Para mim, o grande sucesso, disparado o maior de todos, na festa da posse do Napoleão dos EUA não foi o Napoleão. Foi o chapelão, preto retinto com fita branca ao redor, a aba larga, fina e reta, enchapelado pela bela Melania, vestida de preto da cabeça aos pés.
Com os lábios carnudos pintados de vermelho ela roubou a cena!
Como sempre, estava com cara de poucos amigos. Não a vi sequer sorrir. Apenas esboçou algo nos lábios quando Napoleão aproximou-se para beijá-la — naquele que seria o primeiro beijo da Nova Ordem — e não conseguiu. Foi repelido pela aba fina como navalha do chapelão, enterrado até o meio da testa da dama de preto, de quem nem se viam os belos olhos.
Vi seus lábios esgarçarem rápido sorriso por um dos cantos, justamente aquele que Napoleão buscava encontrar com os seus. Num gesto instintivo de defesa, ante a afiada aba Napoleão estancou abruptamente de seu desejo e retraiu-se. A dama de preto virou a cara e postou-se, séria e rígida, para frente.
A última vez que vi um chapelão desses acho que foi num filme de cowboy, enterrado na cabeça de um bandido vestido de preto — chapéu também — mastigando a piteira de uma cigarrilha entre dentes dourados. Na frente dele estava ninguém mais ninguém menos que o imbatível Clint Eastwood, empunhando um trabuco 45 e, também, uma cigarrilha e um chapelão, só que na cor de um browney, o bolo preferido dos gringos. Claro que foi Clint que levou o bolo, deitando ao chão com um único tiro o bandoleiro, seu chapelão, a cigarrilha e tudo mais.
Não lembro o nome do filme, e para dizer a verdade não tenho certeza se era o Clint que aparecia na gigantesca tela do cine Vitória ou, talvez, o Imperial, no centro da velha Porto Alegre em que nasci, já se vão 78 anos. Eu tinha uns 15 a 18 no escurinho daquele cinema.
Talvez fosse, em vez do Clint, o John Wayne, o Gary Cooper ou o Robert Mitchum, mas isso pouco importa, faz muito tempo, e o tempo acaba com as nossas certezas.
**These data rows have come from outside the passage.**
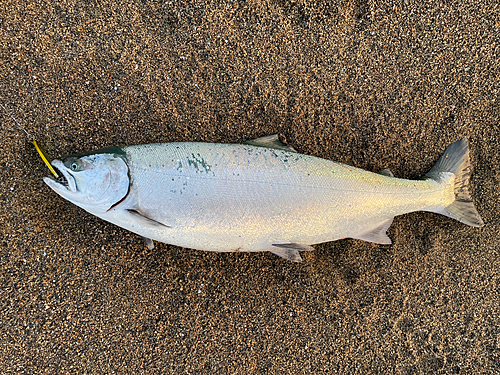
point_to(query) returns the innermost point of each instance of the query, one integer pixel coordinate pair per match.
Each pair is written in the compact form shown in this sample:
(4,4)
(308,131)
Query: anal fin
(290,250)
(149,243)
(377,235)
O que me traz essas lembranças incertas é o clima de faroeste que vi na posse do Napoleão. Seu discurso foi um primor de ameaças proferidas entre dentes e dirigidas ao mundo inteiro e a todas as partes do sistema solar (disse que Marte será dele), e não ao modesto curral onde costumavam se empoleirar os bandoleiros do inesquecível John Ford. Não confundir com o ex-presidente Gerald Ford, aquele que, no dizer de outro ex-presidente do mesmo partido (o Republicano), não sabia andar e mastigar chicletes ao mesmo tempo. Já o John foi o maior diretor de faroestes em todos os tempos.
Em certo momento temi que Napoleão levantasse a mesinha onde estava a papelada da seu discurso de 20 minutos e a atirasse contra o distinto público, na falta de um 45 prateado pendurado na cintura.
Preferi ao discurso a pose da insustentável leveza de ser da dama da noite. Armada com seu chapelão, ela impedia eficientemente que algum afoito se aproximasse a menos de meio metro. E desse poder feminino até Napoleão bateu em retirada.
Nelson Merlin é jornalista aposentado e encantado.